Let’s talk a little bit about getting a little more loft in our yarn. Now, a really lofty yarn can be made from roving but we can also use our lovely handpainted combed tops and get a little more loft in it. Meaning instead of spinning right from the tip and having a more dense yarn, I’m showing you a few tricks to get a little bit lighter yarn with your combed top.
Now, this isn’t about long draw. I’ll do that another time. This is about still using our short draw that I worked on this video. This about a few different tricks to make a little more loft.
Spinning from the fold.
I’m breaking off a piece* and I’m going to do a special hold where I”m folding it over my index finger and gently holding it with my other 3 fingers and thumb. I tease a bit off the tip of my finger and get it it going. I spin right from that. Now don’t give it a death grip. You want it to be a light hold.
Now, this jumbles up the fibers… that fold there. It gives you a bit of air and loft, simply by jumbling it up a bit. That fold is the trick. If you don’t find it comfortable to have your finger in there, that fold by itself and spinning from the side will help you get more loft.
Note that the loft doesn’t always show up just from the first yarn as you’re making it. So don’t expect to see magic on your bobbin. Sometimes it takes skeining it off and washing it to see that you have indeed added some loft to your yarn.
FauxLag – Fake Rolag
Break a piece of your fiber off – Open it up and fluff it out. Then roll it up and you’re going to spin from the end. Tease a bit off the end and that’s where we will spin from.

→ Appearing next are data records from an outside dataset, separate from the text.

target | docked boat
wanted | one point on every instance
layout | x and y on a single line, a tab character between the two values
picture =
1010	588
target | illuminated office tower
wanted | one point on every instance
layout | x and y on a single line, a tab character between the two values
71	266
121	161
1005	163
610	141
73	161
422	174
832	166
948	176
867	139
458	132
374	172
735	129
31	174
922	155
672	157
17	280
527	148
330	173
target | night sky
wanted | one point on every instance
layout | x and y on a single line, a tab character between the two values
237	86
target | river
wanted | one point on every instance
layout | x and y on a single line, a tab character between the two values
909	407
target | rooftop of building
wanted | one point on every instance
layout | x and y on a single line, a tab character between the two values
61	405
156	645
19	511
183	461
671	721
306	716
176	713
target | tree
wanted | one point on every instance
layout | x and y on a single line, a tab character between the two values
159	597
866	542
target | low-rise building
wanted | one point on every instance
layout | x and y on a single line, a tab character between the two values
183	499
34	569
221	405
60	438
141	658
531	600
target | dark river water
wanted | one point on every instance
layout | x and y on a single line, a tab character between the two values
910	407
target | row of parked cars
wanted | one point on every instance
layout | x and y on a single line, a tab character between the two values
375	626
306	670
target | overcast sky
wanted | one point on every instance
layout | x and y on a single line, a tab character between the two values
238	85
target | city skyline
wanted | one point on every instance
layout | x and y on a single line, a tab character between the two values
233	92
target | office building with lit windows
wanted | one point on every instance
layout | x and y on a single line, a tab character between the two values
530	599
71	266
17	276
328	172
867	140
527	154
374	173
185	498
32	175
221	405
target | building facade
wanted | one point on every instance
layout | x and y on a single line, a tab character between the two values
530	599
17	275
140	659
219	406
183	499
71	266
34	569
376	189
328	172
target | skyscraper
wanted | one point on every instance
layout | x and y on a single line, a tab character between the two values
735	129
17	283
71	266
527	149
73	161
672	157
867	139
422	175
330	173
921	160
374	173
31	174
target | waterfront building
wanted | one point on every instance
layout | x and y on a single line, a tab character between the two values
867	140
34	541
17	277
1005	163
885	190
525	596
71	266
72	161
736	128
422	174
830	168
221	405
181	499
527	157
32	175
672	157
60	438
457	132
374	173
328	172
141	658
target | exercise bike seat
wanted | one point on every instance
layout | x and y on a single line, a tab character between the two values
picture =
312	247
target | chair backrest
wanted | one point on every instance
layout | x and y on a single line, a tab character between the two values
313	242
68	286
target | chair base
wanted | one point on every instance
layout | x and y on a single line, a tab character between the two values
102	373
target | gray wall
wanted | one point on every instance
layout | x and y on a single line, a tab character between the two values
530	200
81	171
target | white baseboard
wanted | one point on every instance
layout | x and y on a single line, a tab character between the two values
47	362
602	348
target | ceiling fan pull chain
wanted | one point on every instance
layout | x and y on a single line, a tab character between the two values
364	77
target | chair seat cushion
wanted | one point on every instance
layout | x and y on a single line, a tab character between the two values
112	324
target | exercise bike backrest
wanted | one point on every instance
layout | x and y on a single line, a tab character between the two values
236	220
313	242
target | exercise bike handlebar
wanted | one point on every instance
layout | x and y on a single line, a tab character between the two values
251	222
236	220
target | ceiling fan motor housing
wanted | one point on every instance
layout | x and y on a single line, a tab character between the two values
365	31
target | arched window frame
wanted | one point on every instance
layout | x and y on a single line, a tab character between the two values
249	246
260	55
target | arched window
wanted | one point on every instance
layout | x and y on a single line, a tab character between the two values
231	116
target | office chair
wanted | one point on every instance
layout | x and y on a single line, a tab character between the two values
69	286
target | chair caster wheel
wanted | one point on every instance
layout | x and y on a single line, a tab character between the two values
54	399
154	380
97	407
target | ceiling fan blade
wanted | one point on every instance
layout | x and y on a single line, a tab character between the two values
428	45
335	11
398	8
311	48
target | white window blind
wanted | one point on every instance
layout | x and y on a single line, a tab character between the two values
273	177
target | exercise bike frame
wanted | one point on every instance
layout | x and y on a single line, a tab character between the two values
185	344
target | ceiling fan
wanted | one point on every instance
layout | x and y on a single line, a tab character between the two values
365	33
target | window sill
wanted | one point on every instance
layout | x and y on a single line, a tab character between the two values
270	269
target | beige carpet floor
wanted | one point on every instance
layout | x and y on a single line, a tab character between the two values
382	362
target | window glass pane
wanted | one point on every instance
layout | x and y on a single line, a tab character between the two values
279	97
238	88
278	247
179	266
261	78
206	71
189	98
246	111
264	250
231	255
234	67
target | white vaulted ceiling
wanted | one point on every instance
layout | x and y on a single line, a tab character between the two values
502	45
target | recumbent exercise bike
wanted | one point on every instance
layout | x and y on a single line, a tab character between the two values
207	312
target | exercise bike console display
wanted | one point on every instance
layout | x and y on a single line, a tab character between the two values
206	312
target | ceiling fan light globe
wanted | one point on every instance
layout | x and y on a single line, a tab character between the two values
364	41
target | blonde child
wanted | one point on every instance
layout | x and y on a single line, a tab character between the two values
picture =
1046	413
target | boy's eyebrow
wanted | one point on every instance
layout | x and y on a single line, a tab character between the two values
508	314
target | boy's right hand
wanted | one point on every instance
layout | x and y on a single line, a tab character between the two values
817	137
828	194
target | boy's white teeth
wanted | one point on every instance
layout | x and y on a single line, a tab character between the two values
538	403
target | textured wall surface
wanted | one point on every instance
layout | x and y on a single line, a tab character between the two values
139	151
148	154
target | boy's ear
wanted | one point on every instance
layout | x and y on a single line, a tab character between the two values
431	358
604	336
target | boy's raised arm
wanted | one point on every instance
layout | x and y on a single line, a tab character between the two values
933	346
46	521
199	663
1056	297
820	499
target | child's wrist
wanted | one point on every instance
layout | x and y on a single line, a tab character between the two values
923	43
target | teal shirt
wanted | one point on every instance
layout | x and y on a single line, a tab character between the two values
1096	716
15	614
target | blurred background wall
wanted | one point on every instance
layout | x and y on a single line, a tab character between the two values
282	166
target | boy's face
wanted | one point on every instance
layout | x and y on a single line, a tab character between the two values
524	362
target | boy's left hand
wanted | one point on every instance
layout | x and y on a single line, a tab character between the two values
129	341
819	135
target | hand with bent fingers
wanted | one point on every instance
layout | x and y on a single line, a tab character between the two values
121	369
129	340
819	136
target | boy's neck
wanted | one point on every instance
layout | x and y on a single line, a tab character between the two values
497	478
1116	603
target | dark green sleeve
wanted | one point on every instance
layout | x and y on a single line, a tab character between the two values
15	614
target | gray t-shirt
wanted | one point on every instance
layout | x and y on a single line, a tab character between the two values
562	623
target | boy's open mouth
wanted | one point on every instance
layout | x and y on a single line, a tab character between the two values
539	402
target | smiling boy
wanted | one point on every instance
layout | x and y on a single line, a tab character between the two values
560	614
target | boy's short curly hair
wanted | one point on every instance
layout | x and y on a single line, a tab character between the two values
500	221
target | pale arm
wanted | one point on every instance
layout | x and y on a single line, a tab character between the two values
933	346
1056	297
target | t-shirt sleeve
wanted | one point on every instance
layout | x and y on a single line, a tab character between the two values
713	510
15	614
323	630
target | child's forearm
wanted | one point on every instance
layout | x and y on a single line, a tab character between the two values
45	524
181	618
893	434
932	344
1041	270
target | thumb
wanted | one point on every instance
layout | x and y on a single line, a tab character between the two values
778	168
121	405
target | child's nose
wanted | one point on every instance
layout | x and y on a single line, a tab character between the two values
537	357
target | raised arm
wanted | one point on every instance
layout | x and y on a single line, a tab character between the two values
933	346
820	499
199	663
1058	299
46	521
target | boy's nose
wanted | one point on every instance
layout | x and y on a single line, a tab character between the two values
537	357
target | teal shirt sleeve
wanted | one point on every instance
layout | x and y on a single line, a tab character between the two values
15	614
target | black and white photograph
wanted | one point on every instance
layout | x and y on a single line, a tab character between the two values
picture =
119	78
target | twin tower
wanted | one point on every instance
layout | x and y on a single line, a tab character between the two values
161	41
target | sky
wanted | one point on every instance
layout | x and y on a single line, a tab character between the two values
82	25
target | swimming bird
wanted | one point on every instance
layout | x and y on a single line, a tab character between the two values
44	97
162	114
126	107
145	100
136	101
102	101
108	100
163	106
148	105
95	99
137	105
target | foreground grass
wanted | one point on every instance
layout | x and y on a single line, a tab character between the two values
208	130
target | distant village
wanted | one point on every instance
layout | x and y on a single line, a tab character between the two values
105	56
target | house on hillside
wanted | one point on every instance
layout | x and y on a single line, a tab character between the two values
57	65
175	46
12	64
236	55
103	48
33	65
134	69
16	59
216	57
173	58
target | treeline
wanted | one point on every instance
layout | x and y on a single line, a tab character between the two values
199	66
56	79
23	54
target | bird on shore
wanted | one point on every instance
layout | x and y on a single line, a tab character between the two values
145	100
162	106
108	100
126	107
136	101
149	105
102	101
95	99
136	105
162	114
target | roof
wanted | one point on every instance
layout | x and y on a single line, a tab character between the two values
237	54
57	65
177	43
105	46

You can see immediately that the fibers are more jumbled and that’s immediate loftiness right there!
You should note that this can change the color of what you are working on. You can see how I split it, that has 2 colors in the pieces, those colors will blend. It’s a great technique for blending. You can use this technique and keep separate colors but you will need to be careful and work at it. I just wanted to throw that in there so no one was disappointed when they realized that this does do some crazy color blending.
*how big of a piece do you want? Well. Many will say that you only want one staples worth of fiber. But if you’re working with really short stapled fibers, that’s too little. So I generally go with what is comfortable in my hand. It’s still going to jumble things up even if you have 2-3 staples worth. Work with what works well for you.